Dia tertawa sembari menatap wajahku. Tolong katakan, apa ada yang lucu disini? Atau mungkin ada sesuatu di wajahku hingga laki-laki ini tertawa?

“Kamu lucu deh, Ran.” Jawabnya seolah dirinya dapat membaca pikiranku.

Aku mengernyit. Baru kali ini ada seseorang yang mengatakan aku lucu. Kebanyakan dari mereka selalu mengatakan bahwa aku tidak asik, terlalu serius, bahkan ada yang bilang aku datar. Tapi nyatanya laki-laki aneh yang sayangnya tak kalah tampan dari Alvin ini mengatakan aku orang yang lucu? Oh ya ampun, benar-benar suatu kejutan untukku.

Mau tak mau, aku ikut tersenyum lebar mendengarnya.

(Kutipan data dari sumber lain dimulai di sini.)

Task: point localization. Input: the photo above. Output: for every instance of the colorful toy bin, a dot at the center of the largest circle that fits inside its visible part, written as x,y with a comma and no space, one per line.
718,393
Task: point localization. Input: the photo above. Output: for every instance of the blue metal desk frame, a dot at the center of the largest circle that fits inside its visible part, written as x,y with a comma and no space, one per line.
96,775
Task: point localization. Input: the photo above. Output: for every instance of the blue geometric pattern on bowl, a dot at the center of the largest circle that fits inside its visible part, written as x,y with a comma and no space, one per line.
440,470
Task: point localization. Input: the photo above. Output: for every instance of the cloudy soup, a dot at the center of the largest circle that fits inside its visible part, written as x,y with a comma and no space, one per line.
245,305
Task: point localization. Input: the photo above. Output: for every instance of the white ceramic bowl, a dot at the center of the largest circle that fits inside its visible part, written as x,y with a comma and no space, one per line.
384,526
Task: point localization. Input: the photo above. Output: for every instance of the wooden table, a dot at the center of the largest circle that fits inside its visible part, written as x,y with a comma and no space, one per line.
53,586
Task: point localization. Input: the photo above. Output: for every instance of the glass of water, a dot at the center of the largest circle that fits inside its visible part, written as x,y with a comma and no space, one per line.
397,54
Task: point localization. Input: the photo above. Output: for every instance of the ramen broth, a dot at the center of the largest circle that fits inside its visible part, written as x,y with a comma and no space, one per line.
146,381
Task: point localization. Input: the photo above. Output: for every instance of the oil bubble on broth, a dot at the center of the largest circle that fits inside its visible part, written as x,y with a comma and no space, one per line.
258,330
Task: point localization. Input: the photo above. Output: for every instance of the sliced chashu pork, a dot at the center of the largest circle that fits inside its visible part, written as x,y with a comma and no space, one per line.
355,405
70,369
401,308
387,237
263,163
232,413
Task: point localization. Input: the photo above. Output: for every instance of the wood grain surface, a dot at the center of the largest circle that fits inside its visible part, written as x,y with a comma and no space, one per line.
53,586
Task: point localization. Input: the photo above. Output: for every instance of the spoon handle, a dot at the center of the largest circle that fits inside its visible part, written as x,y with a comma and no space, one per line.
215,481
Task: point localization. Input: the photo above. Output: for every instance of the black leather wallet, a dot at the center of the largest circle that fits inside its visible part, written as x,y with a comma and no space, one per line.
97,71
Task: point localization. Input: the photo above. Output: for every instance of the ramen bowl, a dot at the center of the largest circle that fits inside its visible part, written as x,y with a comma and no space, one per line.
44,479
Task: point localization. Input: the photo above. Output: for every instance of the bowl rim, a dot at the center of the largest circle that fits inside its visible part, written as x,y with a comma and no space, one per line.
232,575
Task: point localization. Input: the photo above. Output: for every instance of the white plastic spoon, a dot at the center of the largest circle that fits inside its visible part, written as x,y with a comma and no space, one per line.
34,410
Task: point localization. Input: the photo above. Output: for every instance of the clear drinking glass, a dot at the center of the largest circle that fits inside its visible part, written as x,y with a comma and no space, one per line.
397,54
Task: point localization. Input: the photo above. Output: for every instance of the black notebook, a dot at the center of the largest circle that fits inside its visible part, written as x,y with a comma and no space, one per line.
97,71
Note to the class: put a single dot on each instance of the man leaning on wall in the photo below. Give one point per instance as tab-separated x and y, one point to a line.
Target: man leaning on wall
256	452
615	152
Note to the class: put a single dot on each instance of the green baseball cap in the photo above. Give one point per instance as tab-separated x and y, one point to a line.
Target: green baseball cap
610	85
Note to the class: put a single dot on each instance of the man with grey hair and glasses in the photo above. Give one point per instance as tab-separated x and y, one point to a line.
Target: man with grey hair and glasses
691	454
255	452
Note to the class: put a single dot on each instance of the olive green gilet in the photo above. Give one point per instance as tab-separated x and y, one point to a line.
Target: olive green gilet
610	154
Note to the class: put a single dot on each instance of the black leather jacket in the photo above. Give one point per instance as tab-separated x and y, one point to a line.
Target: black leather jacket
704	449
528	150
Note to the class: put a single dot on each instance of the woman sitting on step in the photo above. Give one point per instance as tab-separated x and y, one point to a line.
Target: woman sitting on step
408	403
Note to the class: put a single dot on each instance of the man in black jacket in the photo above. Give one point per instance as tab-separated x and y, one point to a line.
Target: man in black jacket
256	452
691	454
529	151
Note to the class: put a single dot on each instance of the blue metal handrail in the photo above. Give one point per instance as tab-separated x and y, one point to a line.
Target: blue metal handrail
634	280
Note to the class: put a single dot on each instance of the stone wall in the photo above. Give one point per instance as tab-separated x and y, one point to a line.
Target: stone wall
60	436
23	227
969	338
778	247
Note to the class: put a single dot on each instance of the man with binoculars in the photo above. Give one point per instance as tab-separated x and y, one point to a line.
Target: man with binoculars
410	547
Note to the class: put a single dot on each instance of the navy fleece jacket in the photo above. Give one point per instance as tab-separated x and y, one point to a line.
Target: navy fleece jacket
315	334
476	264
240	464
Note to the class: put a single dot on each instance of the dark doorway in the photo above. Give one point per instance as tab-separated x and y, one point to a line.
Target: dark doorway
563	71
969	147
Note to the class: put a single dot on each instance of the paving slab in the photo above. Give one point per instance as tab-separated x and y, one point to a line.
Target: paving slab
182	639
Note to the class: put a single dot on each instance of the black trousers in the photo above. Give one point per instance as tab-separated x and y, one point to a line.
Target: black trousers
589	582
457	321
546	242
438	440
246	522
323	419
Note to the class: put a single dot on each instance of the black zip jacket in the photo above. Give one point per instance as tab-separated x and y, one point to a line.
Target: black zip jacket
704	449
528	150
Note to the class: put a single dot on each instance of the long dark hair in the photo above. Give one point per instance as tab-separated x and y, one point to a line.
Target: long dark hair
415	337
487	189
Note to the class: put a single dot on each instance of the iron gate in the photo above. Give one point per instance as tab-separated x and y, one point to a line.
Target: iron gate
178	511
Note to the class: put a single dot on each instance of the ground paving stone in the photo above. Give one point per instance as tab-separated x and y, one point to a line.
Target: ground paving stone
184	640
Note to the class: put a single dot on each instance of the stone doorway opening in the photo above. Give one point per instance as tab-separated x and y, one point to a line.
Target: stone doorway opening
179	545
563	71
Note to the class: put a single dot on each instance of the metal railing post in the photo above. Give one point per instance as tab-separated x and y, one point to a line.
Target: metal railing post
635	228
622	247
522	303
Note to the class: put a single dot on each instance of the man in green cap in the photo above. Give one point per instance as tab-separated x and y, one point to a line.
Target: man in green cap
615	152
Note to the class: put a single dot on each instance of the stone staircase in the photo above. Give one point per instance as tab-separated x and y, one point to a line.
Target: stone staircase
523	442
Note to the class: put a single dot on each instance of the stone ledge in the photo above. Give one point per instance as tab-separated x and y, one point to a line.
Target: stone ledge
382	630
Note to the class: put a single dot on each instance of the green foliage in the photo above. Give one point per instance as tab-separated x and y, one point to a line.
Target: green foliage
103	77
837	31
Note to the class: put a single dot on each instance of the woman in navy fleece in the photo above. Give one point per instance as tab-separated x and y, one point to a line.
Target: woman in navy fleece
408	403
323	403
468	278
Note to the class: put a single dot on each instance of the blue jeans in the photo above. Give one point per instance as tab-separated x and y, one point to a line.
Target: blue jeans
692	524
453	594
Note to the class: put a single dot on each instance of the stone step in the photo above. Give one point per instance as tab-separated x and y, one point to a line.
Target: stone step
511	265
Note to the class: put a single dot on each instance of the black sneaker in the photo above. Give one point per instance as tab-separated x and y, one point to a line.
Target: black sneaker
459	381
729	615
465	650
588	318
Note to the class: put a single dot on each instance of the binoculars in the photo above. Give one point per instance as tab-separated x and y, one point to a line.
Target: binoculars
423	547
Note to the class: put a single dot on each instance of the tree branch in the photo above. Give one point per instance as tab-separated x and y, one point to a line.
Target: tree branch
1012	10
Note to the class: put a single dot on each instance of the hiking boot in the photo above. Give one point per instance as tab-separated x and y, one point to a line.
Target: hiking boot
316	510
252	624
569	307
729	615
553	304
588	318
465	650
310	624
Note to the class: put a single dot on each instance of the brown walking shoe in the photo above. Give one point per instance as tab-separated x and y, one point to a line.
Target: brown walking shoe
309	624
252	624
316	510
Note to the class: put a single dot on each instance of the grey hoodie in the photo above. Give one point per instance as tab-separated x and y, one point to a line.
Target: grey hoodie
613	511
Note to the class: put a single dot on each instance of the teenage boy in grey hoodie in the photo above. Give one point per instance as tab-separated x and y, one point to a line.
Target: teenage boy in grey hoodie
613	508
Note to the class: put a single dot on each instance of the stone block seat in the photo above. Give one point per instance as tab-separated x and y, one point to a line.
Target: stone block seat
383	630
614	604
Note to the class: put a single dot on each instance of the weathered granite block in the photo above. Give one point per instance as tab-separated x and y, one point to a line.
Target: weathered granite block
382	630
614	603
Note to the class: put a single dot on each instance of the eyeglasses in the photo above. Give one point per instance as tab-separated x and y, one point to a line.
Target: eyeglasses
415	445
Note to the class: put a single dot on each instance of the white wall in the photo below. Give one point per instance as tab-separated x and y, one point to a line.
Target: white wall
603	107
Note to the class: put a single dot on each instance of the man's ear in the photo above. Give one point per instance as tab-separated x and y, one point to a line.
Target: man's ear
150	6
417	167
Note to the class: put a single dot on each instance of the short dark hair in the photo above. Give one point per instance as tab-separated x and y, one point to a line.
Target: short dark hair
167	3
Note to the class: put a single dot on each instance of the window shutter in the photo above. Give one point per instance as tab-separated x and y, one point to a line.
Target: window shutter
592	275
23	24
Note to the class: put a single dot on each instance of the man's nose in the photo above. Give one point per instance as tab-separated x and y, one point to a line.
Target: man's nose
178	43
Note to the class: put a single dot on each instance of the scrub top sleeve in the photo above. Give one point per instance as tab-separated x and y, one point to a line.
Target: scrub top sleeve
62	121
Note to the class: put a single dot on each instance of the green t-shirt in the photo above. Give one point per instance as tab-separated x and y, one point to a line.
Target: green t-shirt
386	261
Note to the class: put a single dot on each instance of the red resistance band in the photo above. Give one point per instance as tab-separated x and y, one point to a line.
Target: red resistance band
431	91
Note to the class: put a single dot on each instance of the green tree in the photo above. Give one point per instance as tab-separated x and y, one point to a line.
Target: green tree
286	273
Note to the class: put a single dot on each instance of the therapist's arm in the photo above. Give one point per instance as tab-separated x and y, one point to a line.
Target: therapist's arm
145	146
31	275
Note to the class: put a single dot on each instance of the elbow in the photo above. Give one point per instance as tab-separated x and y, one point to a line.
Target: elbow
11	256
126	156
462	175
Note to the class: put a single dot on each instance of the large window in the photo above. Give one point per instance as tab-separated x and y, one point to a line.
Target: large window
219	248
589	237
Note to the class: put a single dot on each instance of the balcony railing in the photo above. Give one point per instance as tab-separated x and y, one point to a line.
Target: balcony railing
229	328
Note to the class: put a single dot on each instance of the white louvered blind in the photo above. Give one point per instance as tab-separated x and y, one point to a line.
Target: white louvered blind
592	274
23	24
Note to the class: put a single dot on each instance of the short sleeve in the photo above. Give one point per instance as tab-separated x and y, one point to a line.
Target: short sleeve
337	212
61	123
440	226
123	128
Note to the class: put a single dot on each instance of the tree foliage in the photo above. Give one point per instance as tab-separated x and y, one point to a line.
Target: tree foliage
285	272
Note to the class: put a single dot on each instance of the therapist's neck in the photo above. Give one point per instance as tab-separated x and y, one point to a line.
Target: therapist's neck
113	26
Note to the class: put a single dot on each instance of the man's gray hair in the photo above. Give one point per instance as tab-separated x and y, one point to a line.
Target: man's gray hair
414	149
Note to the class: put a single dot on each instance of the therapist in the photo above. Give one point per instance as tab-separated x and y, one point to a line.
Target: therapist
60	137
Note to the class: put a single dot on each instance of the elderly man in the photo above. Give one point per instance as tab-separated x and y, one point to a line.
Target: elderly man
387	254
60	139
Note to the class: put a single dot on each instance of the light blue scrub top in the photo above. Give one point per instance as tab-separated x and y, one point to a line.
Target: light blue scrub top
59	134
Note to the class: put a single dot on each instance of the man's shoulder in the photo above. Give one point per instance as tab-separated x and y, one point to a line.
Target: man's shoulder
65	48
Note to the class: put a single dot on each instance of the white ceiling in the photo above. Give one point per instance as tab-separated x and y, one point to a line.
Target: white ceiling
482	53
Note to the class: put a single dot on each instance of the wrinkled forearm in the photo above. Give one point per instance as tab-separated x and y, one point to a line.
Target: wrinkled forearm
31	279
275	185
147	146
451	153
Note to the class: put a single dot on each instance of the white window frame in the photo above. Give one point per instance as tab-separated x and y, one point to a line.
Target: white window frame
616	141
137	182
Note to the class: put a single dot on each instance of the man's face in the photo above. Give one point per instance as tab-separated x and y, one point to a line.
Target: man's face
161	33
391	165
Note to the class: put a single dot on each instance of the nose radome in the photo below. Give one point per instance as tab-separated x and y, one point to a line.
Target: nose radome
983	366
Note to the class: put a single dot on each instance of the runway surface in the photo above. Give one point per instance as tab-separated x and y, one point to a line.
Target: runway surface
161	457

Raut wajahnya yang geli langsung berubah terkejut. “Kamu bisa senyum, Ran?! Ya ampun.. mimpi apa aku semalem sampai liat kamu senyum?” Tanyanya mendramatisir.

Aku mendelik. Baru tadi aku dibuatnya senang, sekarang dia malah membuat moodku anjlok.

“Kamu fikir saya manekin yang gak bisa senyum gitu?” Tanyaku sinis.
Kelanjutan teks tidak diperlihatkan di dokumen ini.